Il punto di vista del regista, la sua personale distanza da ogni tentativo di redimere, anche a fin di bene, persone distrutte e violente non viene espresso rappresentando un leader grottesco, folle, che plagia le menti, anche se in un paio di episodi fa capire chiaramente che la teoria di Dodd non tiene. La sua scelta è molto più sottile, ed è quella di mostrare come Freddie, nonostante le apparenze – sembra essere diventato un adepto, sembra finalmente addomesticato – in realtà resti esattamente quello di sempre, come se l’enorme sforzo terapeutico su di lui non lasciasse traccia. Gli insegnamenti del Maestro vengono addirittura, in una delle ultime scene, sbeffeggiati. Mentre il reduce Freddie, finalmente, scopa con una ragazza, un desiderio che lo attraverso fin dall’inizio, quando da soldato disegnava il corpo femminile sulle spiaggia per poi masturbarsi contro di lui.

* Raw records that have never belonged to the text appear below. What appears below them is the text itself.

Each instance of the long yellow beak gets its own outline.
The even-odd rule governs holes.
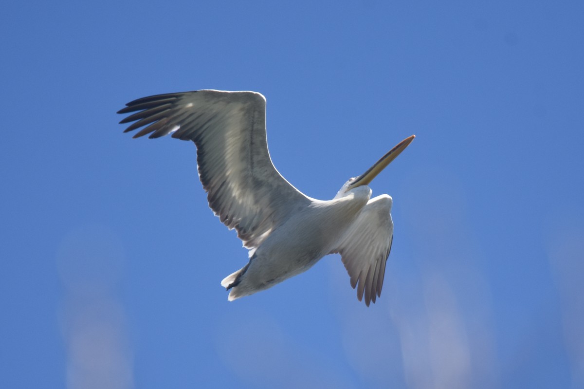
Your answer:
[[[373,166],[367,169],[366,172],[357,177],[355,182],[349,186],[349,189],[352,189],[361,185],[369,185],[370,182],[373,180],[376,176],[381,173],[381,171],[390,164],[390,162],[395,159],[395,157],[405,150],[405,148],[412,143],[412,141],[415,137],[415,135],[412,135],[412,136],[408,137],[401,142],[399,142],[399,143],[398,143],[395,147],[380,158],[379,161],[375,162]]]

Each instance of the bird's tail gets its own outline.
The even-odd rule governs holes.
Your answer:
[[[237,277],[239,277],[239,274],[241,273],[242,270],[245,268],[240,269],[235,273],[232,273],[227,277],[223,279],[223,280],[221,282],[221,286],[225,289],[229,290],[232,288],[235,285],[235,280],[237,280]]]

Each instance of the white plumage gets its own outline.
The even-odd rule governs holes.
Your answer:
[[[274,167],[266,139],[266,100],[254,92],[213,90],[138,99],[119,113],[144,127],[134,137],[191,140],[209,206],[249,249],[247,265],[225,277],[232,300],[305,271],[340,253],[357,297],[381,294],[393,234],[391,197],[370,199],[367,184],[413,140],[402,141],[364,174],[347,181],[332,200],[309,197]]]

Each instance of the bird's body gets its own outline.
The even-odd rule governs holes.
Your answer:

Forse il regista Anderson potrebbe aver voluto dire che sì, persone come Freddie non sono redimibili, ma la scelta di tentare è comunque un nobile, quando tragico, tentativo. Eppure non è neanche questo, secondo me, la posizione del regista. Con una buona dose di ironia, Anderson sembra ipotizzare qualcosa di più beffardo: e se quello di cui abbiamo bisogno fosse davvero solo un’accogliente vagina femminile e un enorme seno, come quello modellato sulla spiaggia da Freddie? Se avesse ragione lui? Anzi, ancor più radicalmente (e romanticamente): e se questo desiderio fosse ciò che di più alto c’è? Sdraiarsi accanto ad un corpo amato e materno, l’unica terapia al dolore, proprio come la sua privazione è la vera fonte di dolore. In un certo senso, proprio l’intuizione da cui la psicoanalisi è nata, prima che l’astratta teoria prendesse il sopravvento e la psicoanalisi diventasse anch’essa una forma di sublimazione, più simile a un culto che all’abbraccio di un amore.